Well, as the film explains, two things got in the way.
First, ego. Harkness, who considered herself a serious musician, wanted Robert Joffrey to choreograph pieces set to her compositions; he declined and eventually abandoned her patronage, taking many of his dancers with him.
Second, envy. Harkness then set up her own ballet company, sending it on tours of America, Europe and Asia. But in New York, dance critics called her productions “dated” and “vulgar.” They accused her of trying to buy her way into the art.
Harkness didn’t dispute she’d inherited a great deal of money from her oil magnate husband. What of it? “A silver spoon feeds a lot of hungry mouths,” she observed.
But much of the dance world looked down on her. Without that institutional respect, her company couldn’t attract outside funding, or government grants. When her own fortunes declined in the 1970s, so did her ballet. The company folded in ’75.
Unfortunately, the documentary provides neither a good history lesson, nor a fitting monument. Only one piece, “The Kiss,” is seen in any kind of extended form, and even that is overcomplicated by editing that cuts together at least three separate, years-apart performances. It’s impossible to concentrate.

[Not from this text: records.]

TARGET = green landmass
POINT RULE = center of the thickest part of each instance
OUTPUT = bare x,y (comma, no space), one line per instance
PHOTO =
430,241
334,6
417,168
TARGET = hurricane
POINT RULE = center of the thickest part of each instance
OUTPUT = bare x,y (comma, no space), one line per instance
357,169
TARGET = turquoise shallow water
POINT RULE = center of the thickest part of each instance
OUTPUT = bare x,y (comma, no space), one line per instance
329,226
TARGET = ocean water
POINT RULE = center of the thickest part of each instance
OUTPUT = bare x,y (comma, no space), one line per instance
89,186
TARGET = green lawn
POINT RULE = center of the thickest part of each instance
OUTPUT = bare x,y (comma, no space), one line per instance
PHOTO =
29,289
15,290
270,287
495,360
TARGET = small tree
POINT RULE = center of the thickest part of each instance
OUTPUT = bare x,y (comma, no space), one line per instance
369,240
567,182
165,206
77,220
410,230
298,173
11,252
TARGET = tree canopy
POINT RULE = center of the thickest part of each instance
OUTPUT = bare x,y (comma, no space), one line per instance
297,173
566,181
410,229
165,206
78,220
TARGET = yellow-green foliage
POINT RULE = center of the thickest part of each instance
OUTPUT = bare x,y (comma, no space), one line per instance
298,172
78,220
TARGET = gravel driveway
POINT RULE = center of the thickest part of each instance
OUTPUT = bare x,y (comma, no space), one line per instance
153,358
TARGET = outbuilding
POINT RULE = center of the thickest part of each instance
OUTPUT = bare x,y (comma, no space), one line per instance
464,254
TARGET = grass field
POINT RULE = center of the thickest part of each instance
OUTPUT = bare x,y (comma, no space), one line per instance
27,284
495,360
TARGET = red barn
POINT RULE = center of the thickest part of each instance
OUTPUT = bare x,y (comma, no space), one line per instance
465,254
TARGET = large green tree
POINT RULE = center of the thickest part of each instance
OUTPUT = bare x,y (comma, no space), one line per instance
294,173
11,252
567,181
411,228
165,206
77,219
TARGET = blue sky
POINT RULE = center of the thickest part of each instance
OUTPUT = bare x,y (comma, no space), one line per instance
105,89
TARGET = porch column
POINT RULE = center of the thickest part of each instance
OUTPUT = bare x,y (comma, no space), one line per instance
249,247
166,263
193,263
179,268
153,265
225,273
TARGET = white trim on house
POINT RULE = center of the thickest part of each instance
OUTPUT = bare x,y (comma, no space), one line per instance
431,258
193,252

Worse, other dances are seen just in snippets, often without the original music; sometimes a single classical piece plays over several different productions, often choreographed in different styles. It’s impossible to tell what the performers are reacting to, to truly feel the emotions they’re trying to convey.
Filmmaker Leslie Streit does have a multitude of interviews here with former Harkness dancers, all of whom seem to recall experiences fondly. But was the company itself significant? Did it truly, as the film asserts, change dance and how it was taught?
There’s not much evidence of that, at least on screen.
A few more interviews, with some unbiased observers – and more actual dancing – would have helped immeasurably. Unfortunately, in the end, the film isn’t much different from the subject it’s chronicling — a personal project that never quite shares its creator’s passion.